Some athletes are more dedicated to practice than to competition. The famous golfer Ben Hogan, it is said, preferred the driving range to the golf course. The musician Prince, reviewed tapes of his live performances because he said, "I want to beat that guy, right there," as he pointed to himself on a television screen. Some refuse to enter a race they know they cannot win.
But for most competitors, the only true measure of satisfaction comes when you test your skills against someone who has been practicing as hard as you. Only through competition can you know how good you are.
The first test of the season for the Trinity men's rowing team came on a Saturday morning in February in a scrimmage with rowers from the University of Massachusetts.

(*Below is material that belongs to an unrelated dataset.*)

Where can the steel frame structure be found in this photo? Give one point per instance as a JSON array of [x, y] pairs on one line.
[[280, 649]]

It was a good workout and a good test for two evenly matched teams.
It was a test of strength and strategy. Before and during the races, rowers in all four boats sized up their opponents. Looking for weakness and fearing superiority from the other side masked by game faces.
A few weeks later, Trinity took part in its first official competition of the spring season on the Charles River in Boston. The capital for rowing on the east coast.

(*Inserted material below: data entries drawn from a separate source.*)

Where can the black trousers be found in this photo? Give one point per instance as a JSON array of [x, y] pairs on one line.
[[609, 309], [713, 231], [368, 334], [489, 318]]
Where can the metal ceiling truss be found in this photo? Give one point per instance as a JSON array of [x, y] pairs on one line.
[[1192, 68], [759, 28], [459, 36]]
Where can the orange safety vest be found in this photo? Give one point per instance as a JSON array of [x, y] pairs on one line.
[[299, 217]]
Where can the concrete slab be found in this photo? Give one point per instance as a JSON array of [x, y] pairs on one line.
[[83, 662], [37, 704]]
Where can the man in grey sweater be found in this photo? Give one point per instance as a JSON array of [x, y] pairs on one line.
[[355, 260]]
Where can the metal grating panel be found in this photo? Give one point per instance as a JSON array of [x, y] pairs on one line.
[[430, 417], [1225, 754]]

As Trinity put in, they were surrounded by college rowers of the past, who now row single and two-man skiffs on the weekends up and down the river, in the shadow of the Boston skyline. No matter how well any team trained for this first race, they were all just another set of rowers at this spot on this river.
Trinity's two top boats finished third in races against the Harvard Lights, Boston College and Bates. Coach MacDermott reported back to the school that it was a good showing considering the strength of the other teams and the number of under-classmen rowing for Trinity this season.